As we come to resemble our fathers, so we re-encounter the individual who reared us. I turned 42 four years after my father died. Since then, with each succeeding year I feel I’ve come to know him better and better: I feel him in my habits of mind and my physical quirks.
It's true that many of us, after a youth spent trying to be as little like our parents as possible, come to accept, even to celebrate, the similarity. But it seems that parenthood is a necessary condition for this process. Suddenly you become much more aware of the struggles they'll have had - and much more sympathetic to them. (But in my case, my father having left when I was three, it was my mother who was the influence. The influence of my father was that on becoming a dad myself I was determined not to do what he did.)
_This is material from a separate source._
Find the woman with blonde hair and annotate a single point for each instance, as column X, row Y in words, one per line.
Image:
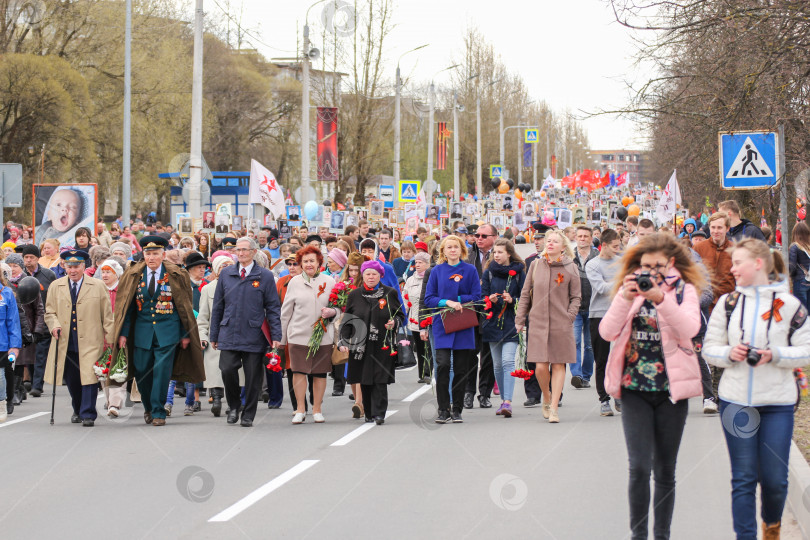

"Just you wait 'til you have children of your own" said my mother. And would you believe it, she was right.
I noted during a comment debate at Philobiblon "it’s only when I became a father that I realised just how many of my mother’s attitudes and ideas I’d absorbed". I would imagine that if you don't have children, it's possible to forever remain disconnected and even to celebrate that deficiency - like Janet Street Porter.
2 comments:
Laban
Thanks for linking to this piece by Will, which I think is rather more than good. His Dad lectured me at the LSE 30 years ago and he describes him exactly as I and many fellow students remember him.Will has clearly inherited Dad's penchant for stortyelling and long walks, as well as his height and not-suffering-fools-gladly demeanour.
Laban
Great quote from Will Self - if only because it's so at odds with his media persona.
Not so sure about your conclusion that becoming a parent is necessary for truly realising one's similarity to one's own parents. Everyone's experience is different, I suppose, but I found myself spookily like both my parents long before I became a dad myself. And I know plenty of parents who find their own parents an inexplicable (and unattractive) mystery. Parenthood doesn't necessarily confer wisdom, more's the pity. And being childless doesn't, if my family and friends are anything to go by, make one any less likely to appreciate to the maximum the role of those who brought you up.